6/28 マチネ パリ・オペラ座「椿姫」La Dame aux Camelias(まだ途中)

舞台を観てからもう3ヶ月以上経ってしまって、忘れてしまった部分も多々あるので(今まで全然書く余裕がなくて)覚えているところだけ、備忘録として書いておきます。

La Dame aux Camelias John Neumeier
Palais Garnier

Marguerite Gautier Eleonora Abbagnato
Armand Duval Benjamin Pech
son Pere, Monsiuer Duval Andrei Klemm

pianos Emmanuel Stosser, Frederic Vaysse-Knitter

Prologue
Prudence Duvernoy Muriel Zusperreguy
La Duc Laurent Novis
Nanine Beatrice Martel
Le Comte de N Simon Valastro
Un Pianiste Frederic Vaysse-Knitter

Acte 1
Manon Lescaut Laura Hecquet
Des Grieux Christophe Duquenne
Trois Soupirants de Manon Audric Bezard, Vincent Chaillet, Alexis Renaud
Olympia Mathilde Froustey
Gaston Rieux Josua Hoffalt Karl Pacqeute

パリに朝4時に到着して、先に来ていた友達と延々と朝食、買い物、昼食をした後に休まずにマチネ公演。なので、眠くなってしまったらどうしよう、しかも席も1階席のサイドのボックス2列目と舞台には近いもののあまり良くないし、と不安だった。が、この「椿姫」という作品の前では、そんなのは杞憂だった。

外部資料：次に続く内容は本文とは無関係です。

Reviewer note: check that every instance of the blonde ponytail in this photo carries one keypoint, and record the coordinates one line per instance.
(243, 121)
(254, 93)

エレオノーラ・アッバニャートのマルグリットとバンジャマン・ペッシュのアルマンといえば、去年のルグリと仲間たち公演で「椿姫」2幕の「白のパ・ド・ドゥ」を踊った二人だけど、このときの踊りが大不評だった。エレオノーラをよっこらしょと荷物を抱えるように持っていたバンジャマンのへっぴり腰が、なんて言われていたりして。ところが、さすがに全幕なので気合の入り方が違っていたのか、それとも1年足らずの間に大進歩したのか、この二人はとても魂のこもった、素晴らしい「椿姫」を見せてくれた。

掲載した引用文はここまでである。